The unit had a display set up at the Maneuver
Warfighter Conference to inform Soldiers of the relevance of jungle training to
build smart, fast, lethal and precise Soldiers.
The Jungle Operations
Training Center prepares Soldiers for operations in jungle environments.
"The jungle encompasses every type of terrain," said 1st Lt. Peter Dierkes,
officer-in-charge JOTC, 25th Inf.

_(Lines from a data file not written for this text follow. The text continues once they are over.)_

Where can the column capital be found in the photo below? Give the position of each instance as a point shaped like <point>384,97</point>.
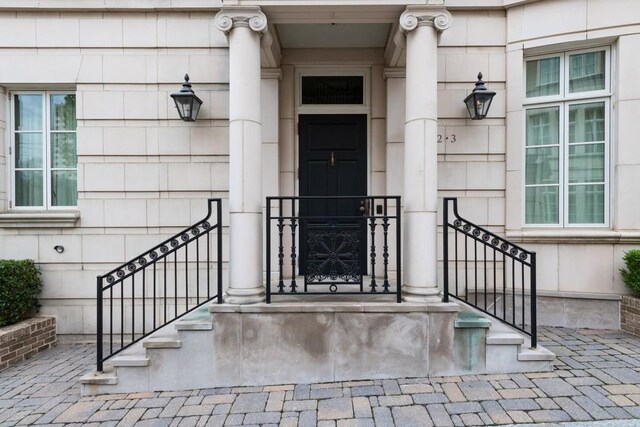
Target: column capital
<point>436,17</point>
<point>231,17</point>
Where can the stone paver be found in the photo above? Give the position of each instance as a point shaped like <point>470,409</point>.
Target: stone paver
<point>596,378</point>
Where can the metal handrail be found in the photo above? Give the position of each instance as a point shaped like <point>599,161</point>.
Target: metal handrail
<point>289,213</point>
<point>152,260</point>
<point>493,247</point>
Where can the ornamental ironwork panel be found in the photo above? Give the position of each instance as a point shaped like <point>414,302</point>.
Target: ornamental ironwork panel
<point>353,247</point>
<point>333,254</point>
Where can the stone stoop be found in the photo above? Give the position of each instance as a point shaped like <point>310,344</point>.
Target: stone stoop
<point>135,368</point>
<point>485,345</point>
<point>220,346</point>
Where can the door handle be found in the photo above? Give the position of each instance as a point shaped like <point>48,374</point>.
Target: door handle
<point>364,207</point>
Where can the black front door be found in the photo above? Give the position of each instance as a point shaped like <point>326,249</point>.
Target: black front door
<point>333,163</point>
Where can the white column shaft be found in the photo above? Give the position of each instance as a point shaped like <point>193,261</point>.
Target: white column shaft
<point>420,166</point>
<point>245,167</point>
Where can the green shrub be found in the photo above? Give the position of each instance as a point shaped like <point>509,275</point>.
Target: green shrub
<point>20,285</point>
<point>631,275</point>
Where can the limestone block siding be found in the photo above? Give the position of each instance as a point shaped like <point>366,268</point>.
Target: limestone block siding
<point>26,339</point>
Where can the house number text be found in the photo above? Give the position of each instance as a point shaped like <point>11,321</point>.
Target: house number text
<point>451,138</point>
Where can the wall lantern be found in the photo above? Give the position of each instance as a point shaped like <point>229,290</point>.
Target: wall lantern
<point>479,101</point>
<point>187,103</point>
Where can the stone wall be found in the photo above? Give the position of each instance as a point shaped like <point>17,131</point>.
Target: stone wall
<point>25,339</point>
<point>630,315</point>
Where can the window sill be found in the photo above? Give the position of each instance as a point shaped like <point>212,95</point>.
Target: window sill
<point>573,236</point>
<point>63,219</point>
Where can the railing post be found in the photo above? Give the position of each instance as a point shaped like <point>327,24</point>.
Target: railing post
<point>534,316</point>
<point>219,221</point>
<point>398,249</point>
<point>445,249</point>
<point>99,323</point>
<point>268,251</point>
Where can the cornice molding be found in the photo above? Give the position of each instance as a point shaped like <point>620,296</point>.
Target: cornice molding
<point>394,73</point>
<point>271,73</point>
<point>231,17</point>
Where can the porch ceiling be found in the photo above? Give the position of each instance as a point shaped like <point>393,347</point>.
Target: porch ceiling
<point>333,35</point>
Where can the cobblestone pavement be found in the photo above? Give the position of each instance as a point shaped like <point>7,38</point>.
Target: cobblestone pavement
<point>597,377</point>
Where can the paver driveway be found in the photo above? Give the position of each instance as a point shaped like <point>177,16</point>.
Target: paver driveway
<point>597,377</point>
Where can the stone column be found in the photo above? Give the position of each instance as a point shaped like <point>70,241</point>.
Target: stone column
<point>421,26</point>
<point>244,27</point>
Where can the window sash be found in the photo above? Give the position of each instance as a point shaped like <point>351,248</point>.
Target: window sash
<point>565,93</point>
<point>44,172</point>
<point>590,194</point>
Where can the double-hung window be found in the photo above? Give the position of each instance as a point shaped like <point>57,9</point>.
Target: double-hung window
<point>43,147</point>
<point>567,114</point>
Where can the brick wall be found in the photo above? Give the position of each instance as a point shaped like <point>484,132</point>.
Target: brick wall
<point>25,339</point>
<point>630,315</point>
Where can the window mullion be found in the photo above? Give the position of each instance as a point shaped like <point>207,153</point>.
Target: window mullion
<point>564,167</point>
<point>47,141</point>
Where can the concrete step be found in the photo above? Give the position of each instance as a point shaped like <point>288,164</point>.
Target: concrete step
<point>470,319</point>
<point>536,354</point>
<point>166,341</point>
<point>198,320</point>
<point>107,377</point>
<point>504,338</point>
<point>135,359</point>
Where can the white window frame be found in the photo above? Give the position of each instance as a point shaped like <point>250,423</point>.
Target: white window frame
<point>46,155</point>
<point>563,100</point>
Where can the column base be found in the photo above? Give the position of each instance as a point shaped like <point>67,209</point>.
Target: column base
<point>419,294</point>
<point>245,296</point>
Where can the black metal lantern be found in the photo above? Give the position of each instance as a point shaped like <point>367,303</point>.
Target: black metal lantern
<point>187,103</point>
<point>479,101</point>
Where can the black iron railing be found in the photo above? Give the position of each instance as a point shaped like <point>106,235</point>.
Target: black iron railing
<point>159,286</point>
<point>334,245</point>
<point>489,272</point>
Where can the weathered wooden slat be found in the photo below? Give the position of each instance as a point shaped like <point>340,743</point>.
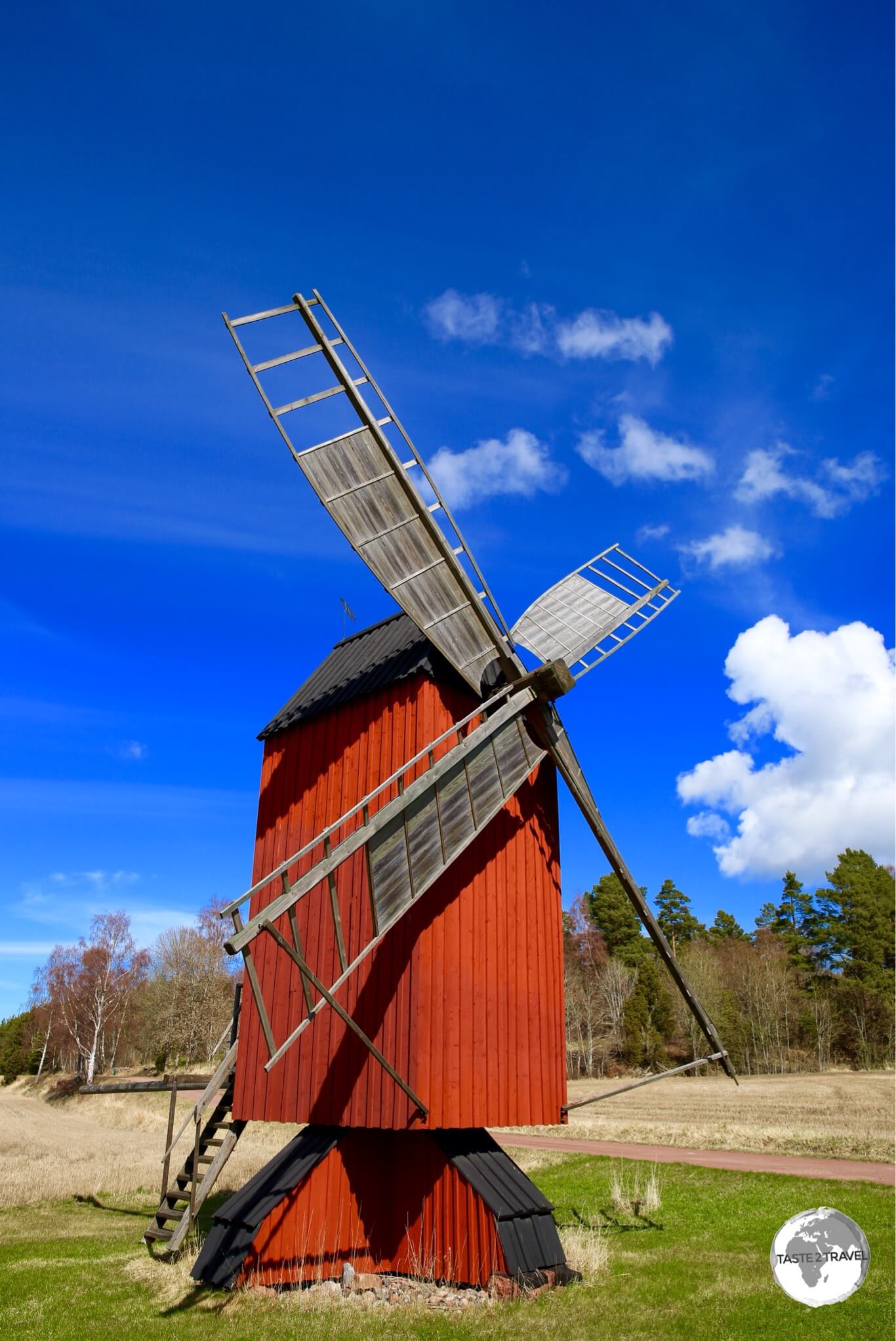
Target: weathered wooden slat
<point>579,615</point>
<point>342,1013</point>
<point>254,985</point>
<point>367,833</point>
<point>169,1083</point>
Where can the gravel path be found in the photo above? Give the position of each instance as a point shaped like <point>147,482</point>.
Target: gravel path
<point>746,1162</point>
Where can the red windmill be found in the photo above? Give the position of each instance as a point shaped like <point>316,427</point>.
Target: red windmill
<point>404,944</point>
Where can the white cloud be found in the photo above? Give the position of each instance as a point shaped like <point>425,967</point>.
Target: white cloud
<point>132,750</point>
<point>765,478</point>
<point>599,334</point>
<point>733,546</point>
<point>829,699</point>
<point>471,318</point>
<point>707,824</point>
<point>857,480</point>
<point>517,464</point>
<point>643,453</point>
<point>652,533</point>
<point>531,329</point>
<point>534,329</point>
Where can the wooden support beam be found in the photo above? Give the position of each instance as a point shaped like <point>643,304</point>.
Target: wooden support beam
<point>296,941</point>
<point>342,1013</point>
<point>649,1080</point>
<point>146,1086</point>
<point>363,836</point>
<point>254,983</point>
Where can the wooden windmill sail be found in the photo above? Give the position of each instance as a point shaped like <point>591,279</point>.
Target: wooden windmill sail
<point>367,856</point>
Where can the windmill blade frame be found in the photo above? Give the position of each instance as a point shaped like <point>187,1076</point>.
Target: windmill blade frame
<point>577,617</point>
<point>371,495</point>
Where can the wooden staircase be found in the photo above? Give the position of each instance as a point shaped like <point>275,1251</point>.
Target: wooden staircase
<point>215,1136</point>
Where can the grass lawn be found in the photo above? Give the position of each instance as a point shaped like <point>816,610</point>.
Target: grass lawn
<point>697,1269</point>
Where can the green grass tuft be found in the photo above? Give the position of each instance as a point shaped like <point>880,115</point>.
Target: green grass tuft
<point>698,1268</point>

Div. "If you can survive in the jungle, it is
the harshest terrain in the world - if you can survive there, you can survive
anywhere.
The course is 15 training days and progresses from individual
skills to platoon tasks.
Dierkes said Soldiers learn survival,
communication, navigation, waterborne operations, traversing, knots, evasion,
marksmanship and patrol base operations.
"The land navigation and
marksmanship are what you would learn in a standard Army course, but with
jungle-specific knowledge," Dierkes said.

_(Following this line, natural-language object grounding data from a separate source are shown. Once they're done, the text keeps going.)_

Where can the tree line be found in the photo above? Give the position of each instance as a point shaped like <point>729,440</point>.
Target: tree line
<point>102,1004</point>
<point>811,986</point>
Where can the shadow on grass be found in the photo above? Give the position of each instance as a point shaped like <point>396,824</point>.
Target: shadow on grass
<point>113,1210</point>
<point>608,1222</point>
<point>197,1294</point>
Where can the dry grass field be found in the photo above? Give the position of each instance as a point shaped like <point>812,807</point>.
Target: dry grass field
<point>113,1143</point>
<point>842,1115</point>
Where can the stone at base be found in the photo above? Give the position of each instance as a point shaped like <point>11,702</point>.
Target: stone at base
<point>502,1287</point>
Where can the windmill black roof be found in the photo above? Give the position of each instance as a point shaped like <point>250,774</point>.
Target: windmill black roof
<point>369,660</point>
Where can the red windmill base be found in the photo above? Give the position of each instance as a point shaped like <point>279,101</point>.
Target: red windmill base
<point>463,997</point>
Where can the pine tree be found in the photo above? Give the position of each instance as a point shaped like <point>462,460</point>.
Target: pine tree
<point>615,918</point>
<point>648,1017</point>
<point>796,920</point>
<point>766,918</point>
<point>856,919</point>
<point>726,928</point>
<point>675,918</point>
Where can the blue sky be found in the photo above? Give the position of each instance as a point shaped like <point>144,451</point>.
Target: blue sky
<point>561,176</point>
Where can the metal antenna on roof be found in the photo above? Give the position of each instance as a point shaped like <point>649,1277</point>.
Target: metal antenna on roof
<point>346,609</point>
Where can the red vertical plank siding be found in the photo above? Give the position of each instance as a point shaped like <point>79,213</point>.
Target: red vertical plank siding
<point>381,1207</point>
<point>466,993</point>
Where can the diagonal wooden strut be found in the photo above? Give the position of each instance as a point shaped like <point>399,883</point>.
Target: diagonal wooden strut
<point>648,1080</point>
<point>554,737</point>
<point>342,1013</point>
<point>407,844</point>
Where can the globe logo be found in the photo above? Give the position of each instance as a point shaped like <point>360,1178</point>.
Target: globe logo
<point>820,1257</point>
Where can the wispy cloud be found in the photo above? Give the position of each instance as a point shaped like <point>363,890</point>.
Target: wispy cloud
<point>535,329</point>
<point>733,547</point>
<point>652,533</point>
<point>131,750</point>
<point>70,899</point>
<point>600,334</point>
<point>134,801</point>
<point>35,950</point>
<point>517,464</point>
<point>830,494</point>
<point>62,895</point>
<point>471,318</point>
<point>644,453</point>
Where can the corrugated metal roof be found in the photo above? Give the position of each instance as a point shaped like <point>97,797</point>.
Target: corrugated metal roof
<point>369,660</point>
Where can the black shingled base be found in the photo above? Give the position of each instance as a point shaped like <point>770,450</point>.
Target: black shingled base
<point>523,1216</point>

Land navigation in JOTC has
shorter movements in thicker terrain, Dierkes said.
The unit observed
jungle training courses such as in Australia, Bernai and the 3rd Marine Division
Unit's Jungle Warfare Training Center in Okinawa, Japan, to have derived the
most recent version of the JOTC.
"The first iteration looked much
different than what the course is now - it has grown ... and now, we're working
with the Infantry School to make the points of instruction concrete," Dierkes
said.
The course is meant to train the trainer. Soldiers who go through
the course return to their battalion as jungle experts, Dierkes
said.
"The overarching 'building the adaptive Soldier' is important
anywhere they are for the rest of their career," Dierkes said.
The U.S.
Army and the military are focusing more on the Pacific as a hotspot, Dierkes
said, therefore jungle training is becoming more important.
"It's not a
matter of if we fight in the jungle, it is a matter of when we go back to fight
in the jungle," Dierkes said. "The 25th had great success in the Vietnam War,
fighting in the jungle - we've always had the skills, we've always had the
doctrine, it is just a matter of bringing it back to the forefront of the 25th's
training."
JOTC has had 51 distinguished visitors since 2014, Dierkes
said, to include the chief of staff of the Singapore Army, representatives from
New Zealand, China and the sergeant major of the Australian Army. The course has
also hosted subject-matter experts from Cambodia, New Zealand, Great Britain and
Malaysia for instructor exchanges.
"Everyone in the Pacific speaks a
common language, and it seems language is jungle," Dierkes said. "It builds
combat power for the 25th, it teaches skills that maybe have been lost over the
last 15 years of a different focus, but it also builds Pacific partnerships."